The Go SDK integrates with the onelog project, almost out of the box.

The project has chosen this library as:

  • It works with WebAssembly binaries. Other popular logging solutions can't compile to target WebAssembly.
  • It provides good performance.
  • It supports structured logging.

Initialize logger

You need to initialize a logger structure. By performing this initialization in a global variable, you can log from the two main policy entry points: validate and validate_settings.

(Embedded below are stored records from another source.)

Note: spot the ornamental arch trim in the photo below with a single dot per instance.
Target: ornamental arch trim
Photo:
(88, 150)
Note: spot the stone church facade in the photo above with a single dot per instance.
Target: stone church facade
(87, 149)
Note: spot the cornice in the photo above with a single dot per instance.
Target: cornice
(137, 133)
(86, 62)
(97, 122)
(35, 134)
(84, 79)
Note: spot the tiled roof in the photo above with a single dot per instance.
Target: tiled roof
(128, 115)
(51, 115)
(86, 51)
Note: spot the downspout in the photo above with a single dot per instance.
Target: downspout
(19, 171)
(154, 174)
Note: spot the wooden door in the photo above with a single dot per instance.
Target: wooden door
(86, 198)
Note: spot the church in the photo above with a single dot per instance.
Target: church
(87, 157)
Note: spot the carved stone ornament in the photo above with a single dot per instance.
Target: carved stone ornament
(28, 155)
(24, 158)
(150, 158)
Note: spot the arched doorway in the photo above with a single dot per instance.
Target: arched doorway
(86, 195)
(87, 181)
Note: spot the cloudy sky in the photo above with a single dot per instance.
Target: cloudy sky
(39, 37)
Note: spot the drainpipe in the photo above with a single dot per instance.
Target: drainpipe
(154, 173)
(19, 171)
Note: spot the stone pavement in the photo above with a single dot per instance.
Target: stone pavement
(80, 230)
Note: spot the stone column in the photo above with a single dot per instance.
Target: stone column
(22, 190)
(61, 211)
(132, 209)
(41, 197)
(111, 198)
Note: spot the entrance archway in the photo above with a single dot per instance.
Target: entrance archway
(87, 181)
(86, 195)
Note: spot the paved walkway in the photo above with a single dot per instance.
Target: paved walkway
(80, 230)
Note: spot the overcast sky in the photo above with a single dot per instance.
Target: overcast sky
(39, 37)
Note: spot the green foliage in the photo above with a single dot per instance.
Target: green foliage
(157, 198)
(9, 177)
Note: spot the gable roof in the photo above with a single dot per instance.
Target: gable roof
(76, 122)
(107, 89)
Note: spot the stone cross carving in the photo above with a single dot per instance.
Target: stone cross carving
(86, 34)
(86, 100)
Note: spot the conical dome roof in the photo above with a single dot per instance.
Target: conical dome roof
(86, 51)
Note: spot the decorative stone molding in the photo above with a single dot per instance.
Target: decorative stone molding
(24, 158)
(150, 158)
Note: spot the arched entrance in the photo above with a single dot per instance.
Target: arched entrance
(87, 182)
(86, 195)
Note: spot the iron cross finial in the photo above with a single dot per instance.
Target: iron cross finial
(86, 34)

In the main package, main.go there is initialization for the logger:

var (
logWriter = kubewarden.KubewardenLogWriter{}
logger = onelog.New(
onelog.ALL, // shortcut for onelog.DEBUG|onelog.INFO|onelog.WARN|onelog.ERROR|onelog.FATAL

Consuming the logger

Now, you can use the logger object to log from wherever required your policy:

func validate(payload []byte) ([]byte, error) {
// ...
logger.Info("validating request")
// ...

You can add structured logging:

func validate(payload []byte) ([]byte, error) {
// ...
logger.WarnWithFields("logging something important", func(e onelog.Entry) {
e.String("one_field", "a value")
e.String("another_field", "another value")
// ...

You can refer to the onelog documentation for more information.

Policy logging goes to the policy evaluator (for example, kwctl or policy-server), and they log on behalf of the policy. They use mechanisms that are interoperable with other components that enable distributed tracing such as Jaeger.